I guess learning good things always requires of learning bad things as well. And I assume that revolutions are never just smile and sunshine. Sunshine on the other hand is something that Rojava surely isn’t lacking. I came on early summer and was aware of that Middle East is hot. But I really didn’t think it to be that hot. Endless amount of sunbathing and exhausting heat. I’ve only lived in North America and and Northern Europe and this was something I couldn’t imagine beforehand. And it was not only me who couldn’t take the heat, most of people were not outside during the daytime. Temperature was over 40 for months. Nights were not much better. People said it is like this nowadays.

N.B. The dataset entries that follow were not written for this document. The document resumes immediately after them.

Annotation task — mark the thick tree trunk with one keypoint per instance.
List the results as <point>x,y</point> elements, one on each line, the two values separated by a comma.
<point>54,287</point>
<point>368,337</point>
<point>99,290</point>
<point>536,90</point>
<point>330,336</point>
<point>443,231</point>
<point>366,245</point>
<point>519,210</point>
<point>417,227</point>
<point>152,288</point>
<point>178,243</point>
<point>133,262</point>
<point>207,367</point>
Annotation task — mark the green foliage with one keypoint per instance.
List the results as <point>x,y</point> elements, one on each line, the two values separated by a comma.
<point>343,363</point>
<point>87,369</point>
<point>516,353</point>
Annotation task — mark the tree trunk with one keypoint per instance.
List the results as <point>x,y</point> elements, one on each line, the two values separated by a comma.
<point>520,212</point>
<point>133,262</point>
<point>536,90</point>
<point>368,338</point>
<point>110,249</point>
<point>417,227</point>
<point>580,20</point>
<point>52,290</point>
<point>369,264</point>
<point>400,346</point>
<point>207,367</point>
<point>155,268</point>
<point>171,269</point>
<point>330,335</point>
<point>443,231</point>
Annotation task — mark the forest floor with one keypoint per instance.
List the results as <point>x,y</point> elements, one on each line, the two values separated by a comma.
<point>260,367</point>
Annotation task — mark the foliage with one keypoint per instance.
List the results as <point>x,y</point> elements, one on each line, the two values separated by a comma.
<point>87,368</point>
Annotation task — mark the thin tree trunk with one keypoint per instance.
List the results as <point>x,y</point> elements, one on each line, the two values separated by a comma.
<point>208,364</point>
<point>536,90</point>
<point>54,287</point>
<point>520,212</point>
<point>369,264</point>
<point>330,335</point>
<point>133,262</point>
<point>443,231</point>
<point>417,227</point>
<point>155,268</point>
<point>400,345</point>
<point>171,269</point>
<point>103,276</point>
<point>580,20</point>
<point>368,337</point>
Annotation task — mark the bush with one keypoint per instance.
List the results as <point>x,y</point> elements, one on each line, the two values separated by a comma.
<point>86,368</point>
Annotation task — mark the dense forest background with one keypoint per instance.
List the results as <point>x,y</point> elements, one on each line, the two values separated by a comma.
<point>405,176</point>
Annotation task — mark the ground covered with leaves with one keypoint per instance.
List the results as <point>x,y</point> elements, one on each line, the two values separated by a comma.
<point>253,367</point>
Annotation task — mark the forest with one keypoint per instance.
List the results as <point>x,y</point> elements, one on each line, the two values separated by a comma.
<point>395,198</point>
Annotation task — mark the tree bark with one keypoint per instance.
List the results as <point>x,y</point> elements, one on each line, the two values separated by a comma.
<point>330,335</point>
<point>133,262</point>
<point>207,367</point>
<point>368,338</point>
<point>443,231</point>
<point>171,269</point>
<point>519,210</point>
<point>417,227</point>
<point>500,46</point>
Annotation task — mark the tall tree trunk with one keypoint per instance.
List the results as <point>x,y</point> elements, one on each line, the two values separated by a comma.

That it gets worse every year. The lack of electricity was making it even worse. Some places had shortage of water for weeks at the time. Loud generators were spitting black smoke while trying to transform the dirty diesel into electricity. Motorbikes, cars, pickups, trucks, spitting also black smoke in the air. Clouds of pollution that are not really moving anywhere but was just standing still. Soil turned into dust and when there is wind that sand dust flies around and gets deep into your skin, inside your laptop, your clothes, your lungs. Black shoes were not black after walking just few steps outside. I felt being on some desert but this area was not suppose to be desert. Us humans just made it that way. The climate change didn’t wait until we got some agreement on the carbon cuts. That fact really slaps you in the face here.

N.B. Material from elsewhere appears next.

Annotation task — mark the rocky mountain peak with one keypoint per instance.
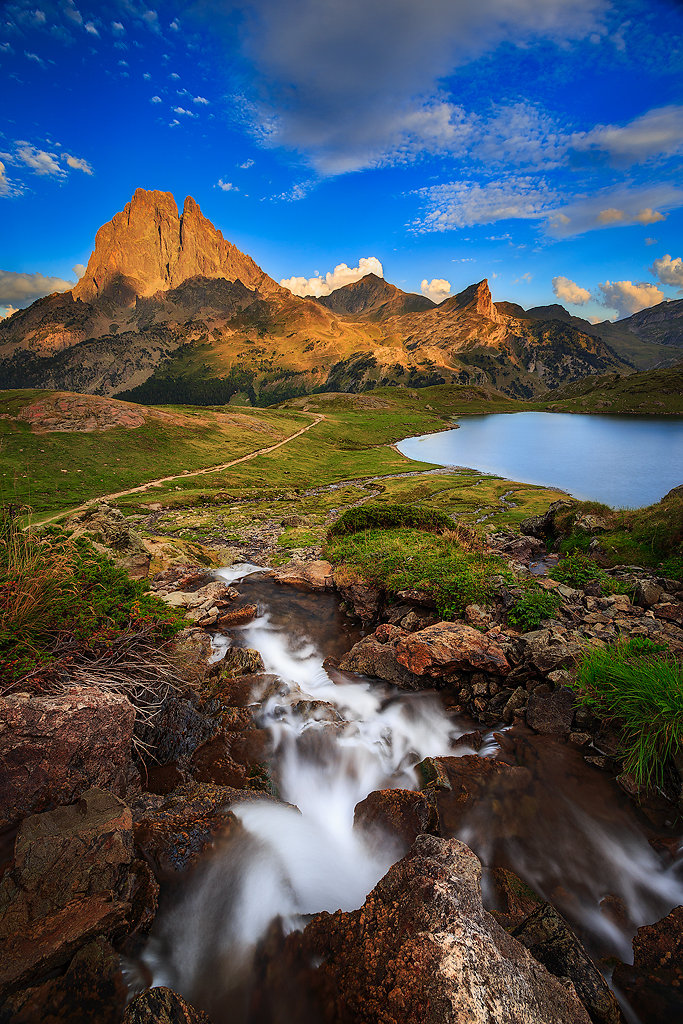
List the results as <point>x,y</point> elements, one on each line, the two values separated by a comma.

The region is facing the worst drought in years. Some say in 25 years. Numbers don’t really matter anymore as the soil is just vanishing with the wind. Disappearing from an area that is suppose to be the breadbasket of the country. In worst case that will lead to famine. Last summer there was already a shortage on bread. And this is the Rojava. The place where people try to manage stuff so that there would not be famine. Unlike the neighboring country, Assad’s Syria, which is way worse. There is the same drought and besides that the corruption on all levels of society. Then there are neighboring countries like Iraq and Iran where people and students protest heavily against the corrupt leaders that cannot manage in any way the problems that climate change has brought. There is Turkey, a country that is putting more effort on sabotaging Rojava’s water supplies than putting down forest fires and disappearings of lakes inside their own region. This area is surely drying out faster than it should. Studies show that global warming happens in this part of the world faster than in other places of the world.

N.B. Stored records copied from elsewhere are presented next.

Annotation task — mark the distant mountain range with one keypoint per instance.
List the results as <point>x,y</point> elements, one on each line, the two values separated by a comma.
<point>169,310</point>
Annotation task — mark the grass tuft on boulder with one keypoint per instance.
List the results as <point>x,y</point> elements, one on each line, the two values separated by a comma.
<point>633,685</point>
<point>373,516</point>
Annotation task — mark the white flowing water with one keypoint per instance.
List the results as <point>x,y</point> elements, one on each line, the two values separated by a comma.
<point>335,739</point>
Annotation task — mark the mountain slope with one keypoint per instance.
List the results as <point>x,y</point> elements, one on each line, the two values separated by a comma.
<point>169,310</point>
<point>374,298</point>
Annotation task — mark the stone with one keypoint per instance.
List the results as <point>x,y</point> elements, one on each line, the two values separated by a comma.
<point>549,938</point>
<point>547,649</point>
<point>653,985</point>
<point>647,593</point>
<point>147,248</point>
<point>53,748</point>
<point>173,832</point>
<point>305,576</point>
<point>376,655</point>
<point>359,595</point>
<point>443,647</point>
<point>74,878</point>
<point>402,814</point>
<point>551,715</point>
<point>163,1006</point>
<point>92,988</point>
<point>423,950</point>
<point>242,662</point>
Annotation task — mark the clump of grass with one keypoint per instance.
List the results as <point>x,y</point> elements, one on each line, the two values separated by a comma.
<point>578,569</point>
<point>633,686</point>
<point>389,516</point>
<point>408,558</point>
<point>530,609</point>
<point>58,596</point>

One big problem is oil. There exists a theory that where is oil production there will be destruction of the area, both environmentally and socially. Middle East is like the oil pump of the world. Endless lines of oil trucks on the highways that go through fields turned into desert was a horrifying sight. Trucks on the asphalt roads that the burning sun had softened. Looking at those trucks in lines and few times losing count after seeing 40 of them, it really made me think is this really worth it. How many places we still are going to turn into Mad Max style deserts before we start to think there is something fundamentally wrong in our lifestyles in the western world. Literally, we suck the life out of these places and burn them into ground. Sure this was not a new thing for me, but seeing it in front of my very own eyes, well, it just feels more raw. Feels more brutal and touches you deep. And then there is the war. Drones and jihadists make things really hard here but still people try.
The problems I’ve seen here were not so much about people, but it more about the states everywhere. The colonialist and imperialist states that still play around here their power games and resource wars. Other states continuing to destroy the climate and the biggest bill to pay is here where the climate has warmed so rapidly. States really prevents the best potential to come out of people here.
When Noam Chomsky was asked earlier this year in an interview what he sees as the greatest obstacle in solving the climate crisis, his answer was similar as my observation here: Two major obstacles. One is of course the fossil fuel companies. Second is the governments of the world, including Europe and the United States.
Çîrok Ecnebî,
During the Christmas time 2021 in Rojava.